A vehicle light control circuit, characterized in that it comprises a plurality of vehicle light circuits and control circuits, each of the vehicle light circuits includes at least one LED lamp, an LED failure detection unit and an LED drive unit, and the LED failure detection unit is based on The fault state of each LED lamp in the vehicle lamp circuit generates a detection signal, the LED fault detection unit includes a fault detection result output terminal for outputting the detection signal, and the LED driving unit includes a detection signal for inputting an LED driving signal. Drive signal input terminal, the control circuit includes a control chip, the input pin of the control chip is connected to the fault detection result output terminal in each of the car light circuits, and the output pin of the control chip is connected to each The drive signal input terminal in the vehicle light circuit is connected, and the control chip generates the corresponding LED drive signal according to the detection signal to drive the LED light in each vehicle light circuit to emit light or to extinguish.
The vehicle light control circuit according to claim 1, wherein each of the vehicle light circuits includes an LED branch composed of one or more LED lights connected in series, and one end of the LED branch is connected to the vehicle light power supply.
The vehicle light control circuit according to claim 2, wherein the LED driving unit comprises a first triode and a first NMOS tube, and the collector of the first triode is connected to the LED branch. The other end is connected, the gate of the first NMOS transistor is connected to one end of the first resistor, the other end of the first resistor is used as the driving signal input end, the source of the first NMOS transistor is grounded, and the A second resistor is connected between the source and the gate of the first NMOS transistor, and the drain of the first NMOS transistor is connected to the emitter of the first triode through a third resistor.
The vehicle lamp control circuit according to claim 3, wherein the LED fault detection unit comprises a second NMOS tube and a first diode, and the gate of the second NMOS tube is connected to the all-in-one through a fourth resistor. At the other end of the LED branch, the source of the second NMOS tube is grounded, the drain of the second NMOS tube is connected to the vehicle light power supply through a fifth resistor, and the anode of the first diode is connected to the The drain of the second NMOS tube is connected, and the cathode of the first diode is used as the output terminal of the fault detection result.

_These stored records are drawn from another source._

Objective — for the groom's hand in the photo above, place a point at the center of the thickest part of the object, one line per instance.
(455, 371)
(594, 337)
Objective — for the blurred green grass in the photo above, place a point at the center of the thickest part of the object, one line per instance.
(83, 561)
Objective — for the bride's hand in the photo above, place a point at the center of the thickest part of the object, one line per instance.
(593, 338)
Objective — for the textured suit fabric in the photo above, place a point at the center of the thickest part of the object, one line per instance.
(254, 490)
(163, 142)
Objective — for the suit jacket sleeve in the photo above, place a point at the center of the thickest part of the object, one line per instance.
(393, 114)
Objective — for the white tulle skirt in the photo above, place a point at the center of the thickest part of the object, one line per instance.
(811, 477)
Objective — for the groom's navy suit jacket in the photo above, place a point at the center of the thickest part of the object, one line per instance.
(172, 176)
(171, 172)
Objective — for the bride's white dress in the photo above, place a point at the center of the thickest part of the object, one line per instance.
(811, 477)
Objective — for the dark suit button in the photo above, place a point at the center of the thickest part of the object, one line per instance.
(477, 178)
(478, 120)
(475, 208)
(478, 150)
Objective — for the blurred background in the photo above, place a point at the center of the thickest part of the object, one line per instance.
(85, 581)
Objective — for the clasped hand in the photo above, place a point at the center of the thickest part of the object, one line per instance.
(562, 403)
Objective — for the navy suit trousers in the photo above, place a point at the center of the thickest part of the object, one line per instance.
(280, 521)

The vehicle lamp control circuit according to claim 4, wherein the input pin of the control chip is connected to the fault detection result output terminal through a sixth resistor, and is grounded through a seventh resistor.
The vehicle light control circuit according to claim 4, wherein each of the vehicle light circuits further comprises one or more protection capacitors connected in parallel with each LED light.
The vehicle light control circuit according to claim 5, wherein the control chip also obtains the voltage of the vehicle light power supply, and generates the corresponding LED drive signal according to the voltage of the vehicle light power supply to drive The LED lights in each of the vehicle light circuits are on or off.
A vehicle, characterized by comprising the vehicle light control circuit according to any one of claims 1-7.